Puigdemont kritisierte Rajoys Reaktion am Donnerstag. „Wir fordern Dialog und als Antwort wird der Artikel 155 auf den Tisch gelegt“, twitterte er. Diese Botschaft habe er verstanden. Puigdemonts Stellvertreter Oriol Junqueras kritisierte, Katalonien und die internationale Gemeinschaft wollten einen ernsthaften Dialog und keine Konfrontation oder neue Drohungen.

In der katalanischen Regionalhauptstadt Barcelona marschierten die Teilnehmer der Solidaritätsbekundung zu einem zentralen Platz. Manche hatten ihre Gesichter in den rot-gelben Nationalfarben angemalt, die auch die Farben der Region Katalonien sind. Immer wieder war der Ausruf „Viva España!“ (Es lebe Spanien) zu hören. Der Slogan des Marsches hieß „Katalonien ja, Spanien auch“ - damit sollte dem Wunsch nach Autonomie Kataloniens innerhalb Spaniens Nachdruck verliehen werden.

Was ließ die Unabhängigkeitsbewegung so stark aufflammen?

Der 28. Juni 2010

Damals kippte das Oberste Gericht Spaniens auf Betreiben der konservativen Volkspartei (PP) ein neues Autonomiestatut für die Region, das 2006 unter der Regierung des sozialistischen Ministerpräsidenten Zapatero vom Parlament in Madrid und von den Katalanen selbst in einer Volksbefragung gebilligt worden war.
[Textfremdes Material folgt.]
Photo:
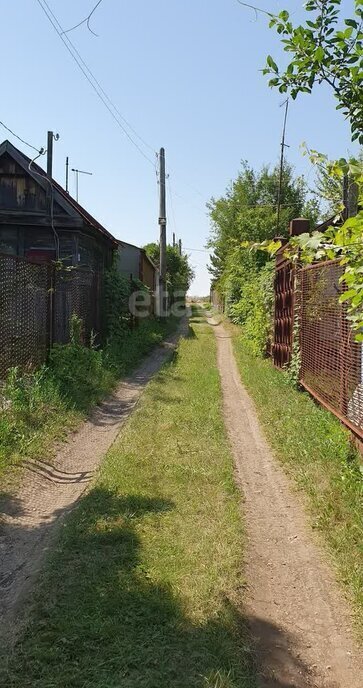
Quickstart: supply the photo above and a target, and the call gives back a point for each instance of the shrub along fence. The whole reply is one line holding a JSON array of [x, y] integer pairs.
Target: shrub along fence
[[307, 306], [36, 305]]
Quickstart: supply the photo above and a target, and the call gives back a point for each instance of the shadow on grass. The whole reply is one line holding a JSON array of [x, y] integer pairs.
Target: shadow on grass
[[103, 619]]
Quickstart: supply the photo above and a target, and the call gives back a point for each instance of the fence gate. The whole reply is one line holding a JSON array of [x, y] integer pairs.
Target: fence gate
[[331, 361], [36, 304], [284, 313]]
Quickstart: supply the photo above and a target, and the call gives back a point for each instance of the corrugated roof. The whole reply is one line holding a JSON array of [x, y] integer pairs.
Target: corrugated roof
[[16, 153]]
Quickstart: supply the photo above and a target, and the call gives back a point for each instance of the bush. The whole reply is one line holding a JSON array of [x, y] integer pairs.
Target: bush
[[254, 310]]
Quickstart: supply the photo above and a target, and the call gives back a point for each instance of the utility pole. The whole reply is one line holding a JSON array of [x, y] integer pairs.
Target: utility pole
[[67, 173], [281, 178], [50, 155], [162, 223]]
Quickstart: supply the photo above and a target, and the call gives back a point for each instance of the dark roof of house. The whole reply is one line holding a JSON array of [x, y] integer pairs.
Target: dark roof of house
[[139, 248], [61, 195]]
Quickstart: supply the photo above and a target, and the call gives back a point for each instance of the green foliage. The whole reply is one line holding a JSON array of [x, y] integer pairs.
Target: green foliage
[[254, 310], [78, 371], [142, 589], [292, 371], [323, 51], [117, 292], [318, 452], [343, 242], [38, 407], [179, 273]]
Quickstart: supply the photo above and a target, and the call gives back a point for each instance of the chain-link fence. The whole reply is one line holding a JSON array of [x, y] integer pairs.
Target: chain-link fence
[[330, 360], [36, 304]]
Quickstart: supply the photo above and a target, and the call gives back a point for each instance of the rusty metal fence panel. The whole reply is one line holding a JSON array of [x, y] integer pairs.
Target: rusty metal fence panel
[[24, 313], [331, 361], [76, 292], [36, 304], [284, 313]]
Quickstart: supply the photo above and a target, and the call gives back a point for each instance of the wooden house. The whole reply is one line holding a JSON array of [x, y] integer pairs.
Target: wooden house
[[134, 263], [41, 222]]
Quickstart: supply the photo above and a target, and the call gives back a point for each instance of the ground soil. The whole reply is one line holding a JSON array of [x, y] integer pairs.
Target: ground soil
[[29, 520], [299, 620]]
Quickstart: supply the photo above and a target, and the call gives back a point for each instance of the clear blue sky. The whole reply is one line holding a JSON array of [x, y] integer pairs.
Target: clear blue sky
[[185, 74]]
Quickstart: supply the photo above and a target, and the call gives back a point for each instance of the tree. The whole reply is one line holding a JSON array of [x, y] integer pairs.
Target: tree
[[248, 212], [323, 52]]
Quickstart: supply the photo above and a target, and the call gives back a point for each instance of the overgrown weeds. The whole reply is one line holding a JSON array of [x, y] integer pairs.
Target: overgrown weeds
[[142, 589], [319, 454]]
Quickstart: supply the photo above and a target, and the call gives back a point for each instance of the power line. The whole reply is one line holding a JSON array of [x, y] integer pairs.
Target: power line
[[38, 150], [198, 250], [86, 71]]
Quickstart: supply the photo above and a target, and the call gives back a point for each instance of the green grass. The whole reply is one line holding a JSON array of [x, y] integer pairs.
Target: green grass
[[42, 407], [318, 452], [142, 589]]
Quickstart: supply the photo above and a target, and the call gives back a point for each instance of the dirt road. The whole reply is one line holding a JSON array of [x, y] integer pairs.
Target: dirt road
[[296, 611], [29, 520]]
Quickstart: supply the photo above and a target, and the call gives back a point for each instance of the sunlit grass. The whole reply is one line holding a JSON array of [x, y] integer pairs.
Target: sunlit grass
[[143, 589]]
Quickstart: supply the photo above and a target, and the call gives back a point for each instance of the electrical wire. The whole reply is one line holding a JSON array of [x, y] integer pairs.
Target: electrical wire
[[38, 150], [88, 74], [86, 21]]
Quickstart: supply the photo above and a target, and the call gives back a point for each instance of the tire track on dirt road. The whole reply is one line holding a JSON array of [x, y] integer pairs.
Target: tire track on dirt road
[[299, 619], [29, 519]]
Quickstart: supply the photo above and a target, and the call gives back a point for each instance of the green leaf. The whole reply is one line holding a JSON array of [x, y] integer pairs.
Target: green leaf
[[272, 64], [347, 295]]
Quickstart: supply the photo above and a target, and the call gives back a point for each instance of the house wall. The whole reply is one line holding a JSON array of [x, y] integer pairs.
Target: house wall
[[26, 228], [147, 272]]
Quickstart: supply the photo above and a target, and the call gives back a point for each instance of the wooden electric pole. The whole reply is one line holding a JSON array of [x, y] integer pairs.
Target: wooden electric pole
[[282, 161], [50, 155], [162, 223]]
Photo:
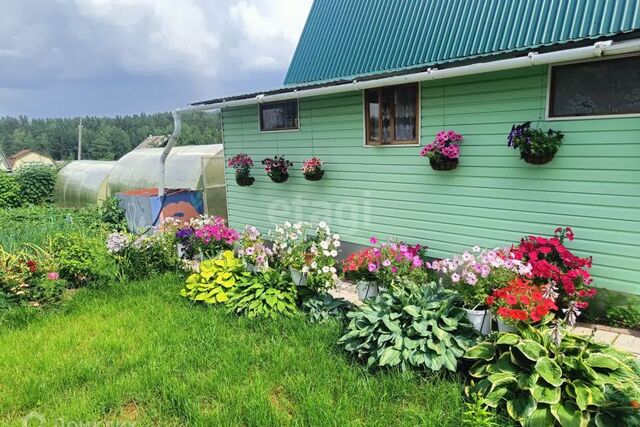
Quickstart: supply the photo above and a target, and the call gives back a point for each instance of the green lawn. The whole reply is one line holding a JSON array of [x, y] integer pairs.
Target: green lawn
[[139, 352]]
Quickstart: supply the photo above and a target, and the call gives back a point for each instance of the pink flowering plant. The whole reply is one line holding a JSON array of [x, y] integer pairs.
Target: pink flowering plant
[[475, 273], [207, 236], [309, 248], [312, 168], [253, 248], [444, 148], [394, 260]]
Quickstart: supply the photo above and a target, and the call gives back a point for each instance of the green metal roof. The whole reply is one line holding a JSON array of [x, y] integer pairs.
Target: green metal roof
[[350, 38]]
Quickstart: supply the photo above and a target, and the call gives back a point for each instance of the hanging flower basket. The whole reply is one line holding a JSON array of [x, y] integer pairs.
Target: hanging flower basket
[[242, 163], [279, 177], [537, 159], [536, 146], [443, 164], [244, 179], [277, 168], [312, 169], [444, 151]]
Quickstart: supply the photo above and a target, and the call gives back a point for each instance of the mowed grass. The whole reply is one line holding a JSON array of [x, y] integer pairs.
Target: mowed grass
[[140, 353]]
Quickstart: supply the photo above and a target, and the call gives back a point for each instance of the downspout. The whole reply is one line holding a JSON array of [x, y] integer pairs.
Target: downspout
[[177, 129]]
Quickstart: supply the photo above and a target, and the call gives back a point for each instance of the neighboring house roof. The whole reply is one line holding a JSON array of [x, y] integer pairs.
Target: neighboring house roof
[[348, 39], [22, 153], [153, 141]]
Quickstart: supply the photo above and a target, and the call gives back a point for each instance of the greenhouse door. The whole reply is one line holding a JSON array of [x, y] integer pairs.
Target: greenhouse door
[[214, 192]]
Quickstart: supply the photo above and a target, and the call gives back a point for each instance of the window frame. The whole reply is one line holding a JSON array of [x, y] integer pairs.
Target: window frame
[[295, 129], [548, 117], [365, 118]]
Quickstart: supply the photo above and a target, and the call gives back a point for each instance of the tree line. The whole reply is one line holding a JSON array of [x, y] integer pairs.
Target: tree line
[[103, 138]]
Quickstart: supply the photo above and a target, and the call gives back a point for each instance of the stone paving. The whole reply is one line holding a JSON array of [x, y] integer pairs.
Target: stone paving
[[621, 338]]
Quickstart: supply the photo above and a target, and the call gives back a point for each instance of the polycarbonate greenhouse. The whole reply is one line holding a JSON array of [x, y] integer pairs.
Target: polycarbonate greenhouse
[[83, 182], [191, 167]]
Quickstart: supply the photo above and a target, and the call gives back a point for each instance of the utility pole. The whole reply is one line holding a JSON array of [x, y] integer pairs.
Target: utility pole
[[80, 140]]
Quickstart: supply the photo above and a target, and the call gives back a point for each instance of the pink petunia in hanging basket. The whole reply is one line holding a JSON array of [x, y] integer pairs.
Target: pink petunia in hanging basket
[[444, 151]]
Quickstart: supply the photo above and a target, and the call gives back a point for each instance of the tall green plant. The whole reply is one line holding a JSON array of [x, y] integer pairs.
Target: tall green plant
[[36, 182], [414, 326], [215, 280], [576, 383]]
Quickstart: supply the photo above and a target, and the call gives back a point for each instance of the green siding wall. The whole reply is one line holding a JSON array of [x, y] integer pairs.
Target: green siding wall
[[491, 199]]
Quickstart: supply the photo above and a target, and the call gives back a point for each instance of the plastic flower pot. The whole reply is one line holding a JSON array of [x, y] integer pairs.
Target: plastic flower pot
[[443, 165], [299, 278], [278, 177], [537, 159], [505, 327], [480, 319], [367, 289], [244, 180], [315, 176], [251, 268]]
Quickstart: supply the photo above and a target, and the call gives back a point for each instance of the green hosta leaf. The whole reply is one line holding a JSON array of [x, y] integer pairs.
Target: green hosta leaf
[[583, 395], [541, 417], [527, 381], [479, 369], [549, 371], [493, 398], [600, 360], [412, 310], [567, 414], [390, 357], [521, 406], [501, 378], [508, 339], [545, 393], [390, 324], [531, 349], [484, 351], [605, 420]]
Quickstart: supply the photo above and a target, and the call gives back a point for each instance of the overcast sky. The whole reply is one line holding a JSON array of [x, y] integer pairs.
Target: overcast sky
[[62, 58]]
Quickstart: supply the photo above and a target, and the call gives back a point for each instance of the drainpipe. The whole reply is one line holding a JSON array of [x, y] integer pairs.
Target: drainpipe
[[177, 129], [598, 49]]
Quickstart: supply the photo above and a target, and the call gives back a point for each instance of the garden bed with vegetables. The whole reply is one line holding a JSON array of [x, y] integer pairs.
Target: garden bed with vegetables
[[491, 323]]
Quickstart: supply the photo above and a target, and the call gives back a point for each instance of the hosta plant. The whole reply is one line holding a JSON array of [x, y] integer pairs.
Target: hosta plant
[[323, 307], [216, 278], [268, 294], [413, 326], [540, 383]]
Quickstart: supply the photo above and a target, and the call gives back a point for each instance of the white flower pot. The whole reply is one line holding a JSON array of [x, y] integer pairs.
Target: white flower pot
[[298, 277], [505, 327], [367, 289], [480, 319]]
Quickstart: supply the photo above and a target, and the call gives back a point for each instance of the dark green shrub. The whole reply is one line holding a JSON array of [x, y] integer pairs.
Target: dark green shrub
[[83, 260], [323, 307], [9, 191], [411, 327], [268, 294], [36, 183], [578, 382], [112, 214]]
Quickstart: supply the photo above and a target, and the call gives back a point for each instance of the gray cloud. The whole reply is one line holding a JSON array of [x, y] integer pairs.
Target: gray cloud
[[68, 57]]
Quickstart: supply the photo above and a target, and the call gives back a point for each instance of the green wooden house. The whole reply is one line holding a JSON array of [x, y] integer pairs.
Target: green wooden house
[[373, 81]]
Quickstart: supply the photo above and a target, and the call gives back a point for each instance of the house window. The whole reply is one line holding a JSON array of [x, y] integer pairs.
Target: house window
[[595, 88], [391, 115], [279, 115]]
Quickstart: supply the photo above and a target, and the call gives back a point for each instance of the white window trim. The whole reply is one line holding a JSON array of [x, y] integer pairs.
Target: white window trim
[[418, 130], [279, 130], [595, 117]]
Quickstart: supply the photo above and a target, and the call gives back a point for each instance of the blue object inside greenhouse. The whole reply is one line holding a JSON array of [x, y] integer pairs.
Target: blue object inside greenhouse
[[144, 208], [345, 39]]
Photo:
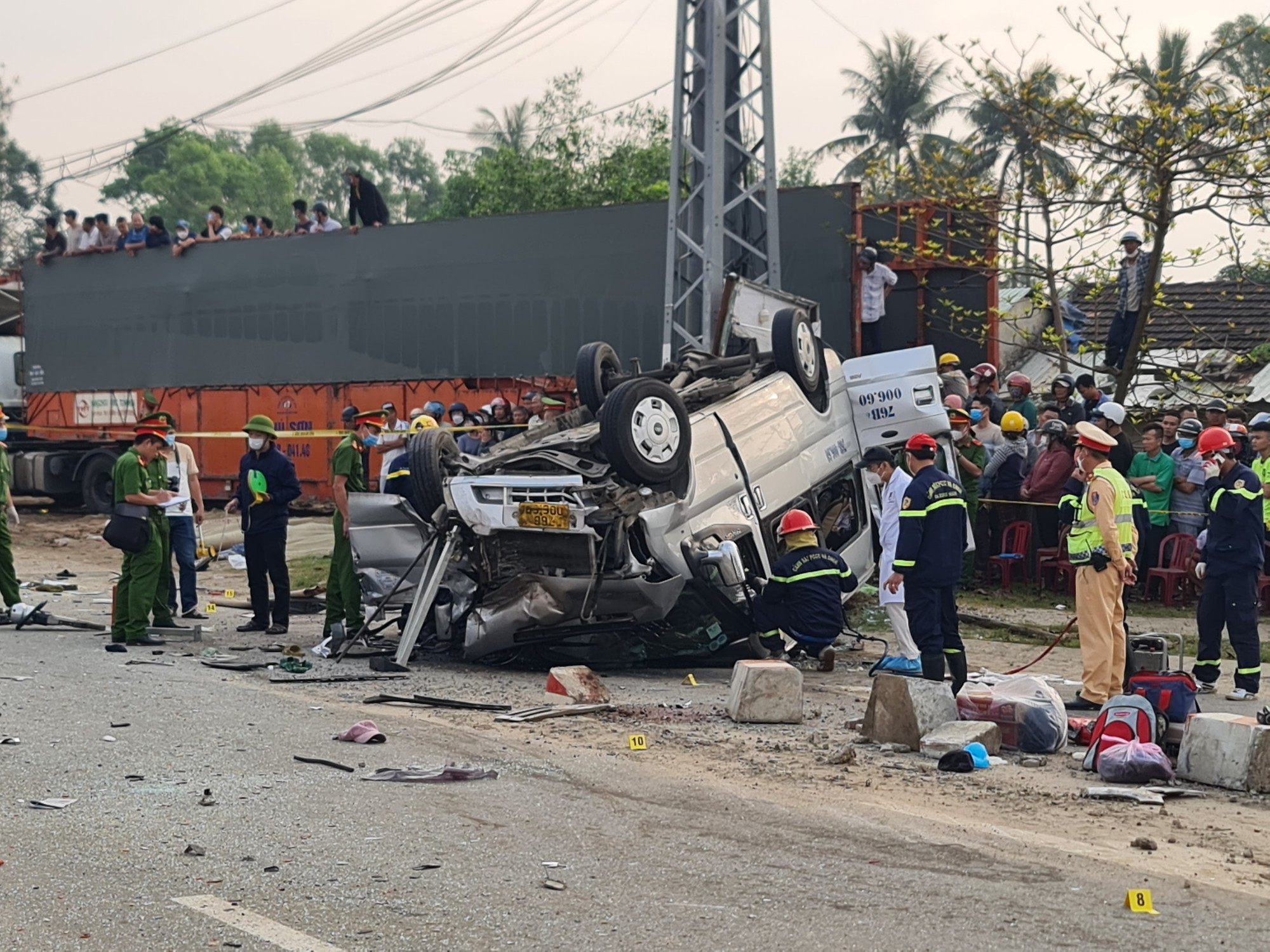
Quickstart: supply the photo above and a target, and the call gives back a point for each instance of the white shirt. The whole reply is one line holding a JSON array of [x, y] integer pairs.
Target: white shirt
[[888, 532], [873, 293], [399, 427], [181, 468]]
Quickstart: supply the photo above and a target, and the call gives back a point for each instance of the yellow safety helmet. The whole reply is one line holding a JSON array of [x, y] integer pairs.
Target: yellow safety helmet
[[1014, 422]]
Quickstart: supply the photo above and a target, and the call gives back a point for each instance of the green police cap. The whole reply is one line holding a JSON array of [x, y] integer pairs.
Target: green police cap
[[260, 425]]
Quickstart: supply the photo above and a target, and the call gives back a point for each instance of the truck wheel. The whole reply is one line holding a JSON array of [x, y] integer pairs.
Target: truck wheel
[[797, 352], [430, 453], [598, 373], [646, 433], [97, 484]]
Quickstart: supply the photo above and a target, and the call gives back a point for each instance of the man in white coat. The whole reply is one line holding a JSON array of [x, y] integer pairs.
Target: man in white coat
[[881, 472]]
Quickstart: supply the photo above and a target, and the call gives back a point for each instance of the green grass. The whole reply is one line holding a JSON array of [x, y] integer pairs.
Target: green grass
[[308, 572]]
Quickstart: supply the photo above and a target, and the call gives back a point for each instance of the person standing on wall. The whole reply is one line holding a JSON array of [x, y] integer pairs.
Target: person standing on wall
[[881, 472], [929, 562], [1102, 545], [182, 520], [267, 488], [10, 591], [877, 282], [349, 475]]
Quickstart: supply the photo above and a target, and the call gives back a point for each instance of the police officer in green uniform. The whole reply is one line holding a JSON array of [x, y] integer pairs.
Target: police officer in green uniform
[[349, 475], [166, 422], [8, 577], [139, 578]]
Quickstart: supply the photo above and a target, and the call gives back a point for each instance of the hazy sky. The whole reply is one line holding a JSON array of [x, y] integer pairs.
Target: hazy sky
[[625, 48]]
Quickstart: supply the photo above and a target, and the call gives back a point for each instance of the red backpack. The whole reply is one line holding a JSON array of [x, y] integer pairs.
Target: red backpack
[[1123, 718]]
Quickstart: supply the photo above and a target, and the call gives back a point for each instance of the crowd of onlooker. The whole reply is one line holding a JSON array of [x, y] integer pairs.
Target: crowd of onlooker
[[1017, 458], [97, 235]]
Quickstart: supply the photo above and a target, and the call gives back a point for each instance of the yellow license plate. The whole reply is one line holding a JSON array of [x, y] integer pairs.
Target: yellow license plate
[[543, 516]]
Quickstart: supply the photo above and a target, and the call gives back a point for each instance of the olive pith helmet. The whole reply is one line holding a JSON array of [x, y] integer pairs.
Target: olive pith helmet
[[261, 425]]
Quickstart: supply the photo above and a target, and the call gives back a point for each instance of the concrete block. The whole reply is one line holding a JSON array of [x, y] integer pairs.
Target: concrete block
[[765, 692], [576, 684], [1226, 751], [956, 736], [904, 710]]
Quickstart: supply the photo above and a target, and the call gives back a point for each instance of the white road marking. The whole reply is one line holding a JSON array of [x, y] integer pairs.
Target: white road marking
[[281, 936]]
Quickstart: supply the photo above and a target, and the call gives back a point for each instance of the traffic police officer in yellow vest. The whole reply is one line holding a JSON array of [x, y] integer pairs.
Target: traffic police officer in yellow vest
[[349, 475], [1103, 545]]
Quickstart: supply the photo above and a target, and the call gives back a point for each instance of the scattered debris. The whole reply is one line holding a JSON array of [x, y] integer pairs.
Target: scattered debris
[[324, 764], [363, 733], [443, 775], [542, 714], [435, 703], [53, 803], [578, 684]]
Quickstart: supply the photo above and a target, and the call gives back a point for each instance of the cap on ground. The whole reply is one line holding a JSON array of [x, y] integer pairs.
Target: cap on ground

Knapp zwei Wochen später kam es zu einer Massendemonstration in Barcelona, an der mehr als eine Million Menschen teilnahmen.

Mario Rajoy

Seit Mariano Rajoy und seine PP im Dezember 2011 an die Macht kamen, gab es kaum noch Gespräche der Zentralregierung mit der Region im Nordosten des Landes. Rajoy verfügte im Parlament über eine absolute Mehrheit und musste deshalb nicht mit Zugeständnissen auf Stimmenfang in Katalonien gehen. Er konzentrierte sich vor allem darauf, die 2008 ausgebrochene massive Wirtschaftskrise seines Landes in den Griff zu bekommen. Da passte der Wunsch nach mehr finanzieller Unabhängigkeit der Katalanen nicht in sein Konzept.

Korruption

Die Menschen im wirtschaftsstarken Katalonien sind vor allem wütend über die Korruptionsskandale der Regierung und wettern, Rajoy und seine Verbündeten verfolgten noch immer die gleichen Ziele wie die Franco-Diktatur. Unter der Herrschaft Francisco Francos, der 1975 starb, waren die katalanische Sprache und Kultur teilweise brutal unterdrückt worden. Viele Bürger des traditionell eher linken und republikanischen Kataloniens, selbst solche, die gegen die Unabhängigkeit sind, lehnen die spanische Monarchie ab.

Perspektivlosigkeit

Viele Bürger auf den Straßen geben übereinstimmend an, sie müssten viel zu viel Geld an die „korrupte Regierung“ in Madrid abgeben, was die eigene Jugend in die Perspektivlosigkeit geführt habe. Sie glauben, dass ein unabhängiges Katalonien in Europa besser dastünde. Das Geld sei aber nicht der wichtigste Grund für das Streben nach Unabhängigkeit, betonen viele Katalanen.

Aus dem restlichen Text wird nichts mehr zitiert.